The partners will build an initial 500-tonne-per-year magnet manufacturing facility in Nakatsugawa City, Japan, and operations are expected to start in January 2013. Molycorp said the companies plan to begin work on the new facility in December and eventually expand operations to the U.S. and elsewhere.
The sintered NdFeB permanent rare earth magnets will be manufactured with technology licensed from Intermetallics, a partnership between Mitsubishi, Daido Steel and Masato Sagawa, one of the inventors of the NdFeB magnet, Molycorp says.
“The technology to be used by the joint venture is a new and novel approach that does not depend on the use of patents held by other magnet companies,” Molycorp stated in a press release. “The technology allows for the manufacture of permanent rare earth magnets that deliver greater performance with less reliance on dysprosium, a relatively scarce rare earth. The process also results in higher production yields.”
Mark Smith, Molycorp’s chief executive officer, noted that the joint venture “can break ground almost immediately, and will be able to produce some of the world’s most powerful rare earth magnets in as little as fourteen months.”
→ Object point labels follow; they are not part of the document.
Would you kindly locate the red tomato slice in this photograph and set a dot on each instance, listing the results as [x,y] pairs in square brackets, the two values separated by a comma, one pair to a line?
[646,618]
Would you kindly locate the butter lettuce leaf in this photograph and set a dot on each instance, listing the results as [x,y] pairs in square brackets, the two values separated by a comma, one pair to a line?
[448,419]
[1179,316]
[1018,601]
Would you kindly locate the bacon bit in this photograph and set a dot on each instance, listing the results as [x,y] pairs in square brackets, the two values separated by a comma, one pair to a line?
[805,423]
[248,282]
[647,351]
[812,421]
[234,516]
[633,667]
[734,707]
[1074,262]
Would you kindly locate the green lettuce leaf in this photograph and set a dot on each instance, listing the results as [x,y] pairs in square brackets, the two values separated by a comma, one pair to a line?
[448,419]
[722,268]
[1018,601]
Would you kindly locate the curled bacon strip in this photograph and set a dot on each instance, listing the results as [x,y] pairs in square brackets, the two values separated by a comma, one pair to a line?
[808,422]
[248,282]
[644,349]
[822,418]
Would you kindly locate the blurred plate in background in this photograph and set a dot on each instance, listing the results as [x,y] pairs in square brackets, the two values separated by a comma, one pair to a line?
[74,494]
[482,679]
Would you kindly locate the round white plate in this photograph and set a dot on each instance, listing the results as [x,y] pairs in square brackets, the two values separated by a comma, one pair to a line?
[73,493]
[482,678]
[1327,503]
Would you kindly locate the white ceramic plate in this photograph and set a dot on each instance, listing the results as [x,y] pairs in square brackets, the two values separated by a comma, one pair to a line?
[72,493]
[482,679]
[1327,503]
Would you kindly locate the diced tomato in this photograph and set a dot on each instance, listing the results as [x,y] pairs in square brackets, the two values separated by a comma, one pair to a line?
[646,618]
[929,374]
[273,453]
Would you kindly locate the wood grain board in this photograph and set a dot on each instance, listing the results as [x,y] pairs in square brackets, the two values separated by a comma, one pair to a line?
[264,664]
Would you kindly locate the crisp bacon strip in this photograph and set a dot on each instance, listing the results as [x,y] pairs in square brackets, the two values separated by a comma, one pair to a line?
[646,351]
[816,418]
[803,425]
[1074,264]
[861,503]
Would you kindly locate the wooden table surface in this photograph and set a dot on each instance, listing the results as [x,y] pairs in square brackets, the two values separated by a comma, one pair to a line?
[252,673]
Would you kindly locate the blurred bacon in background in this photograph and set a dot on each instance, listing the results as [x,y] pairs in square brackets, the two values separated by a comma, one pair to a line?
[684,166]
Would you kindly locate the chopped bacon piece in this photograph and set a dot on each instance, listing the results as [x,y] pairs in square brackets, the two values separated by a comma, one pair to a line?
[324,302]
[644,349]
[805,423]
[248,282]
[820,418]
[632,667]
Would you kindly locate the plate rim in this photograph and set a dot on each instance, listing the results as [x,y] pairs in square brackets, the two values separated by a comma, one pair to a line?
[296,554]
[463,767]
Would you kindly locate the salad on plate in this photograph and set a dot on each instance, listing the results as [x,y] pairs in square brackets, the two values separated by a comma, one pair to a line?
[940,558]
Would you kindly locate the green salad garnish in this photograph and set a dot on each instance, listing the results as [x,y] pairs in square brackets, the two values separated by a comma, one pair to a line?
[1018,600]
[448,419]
“This is a positive development for the company, as it continues to demonstrate its ability to execute on its mine-to-magnets strategy,” Brian Chin, an analyst at Gabelli and Company in New York, wrote in an email to The Northern Miner. “The Japanese subsidiary will be putting up approximately [U.S.] twenty million, and total capital expenditure for the project is expected to be eighty million to ninety million.”
News of the joint-venture agreement sent shares of Molycorp up 13.6%, or US$3.67, to close at US$30.65 per share on 6.67 million shares traded. At presstime Molycorp shares traded at US$30.99.
Jon Hykaway of Byron Capital Markets has changed his hold rating on the stock to a buy, and raised his target price from US$37.50 per share to US$40 per share.
“One of the biggest risks to our previous Molycorp target price was the uncertainty regarding a magnet and manufacturing joint-venture partner,” he said in a note to clients. “Not only were we uncertain as to terms, there was always an outside chance that Molycorp management would be unable to negotiate a joint venture at all. That risk has now been removed.”
NdFeB magnets are made with the rare earths neodymium, praseodymium, dysprosium and terbium, and are used in advanced technologies including high-performance motors for electric-vehicle power trains, hybrid vehicles and wind-power generators, as well as in home appliance motors and industrial applications. Molycorp notes that NdFeB magnets in motors can help reduce electric power consumption by 20%, and reduce carbon dioxide emissions by an estimated 1.1 billion tonnes.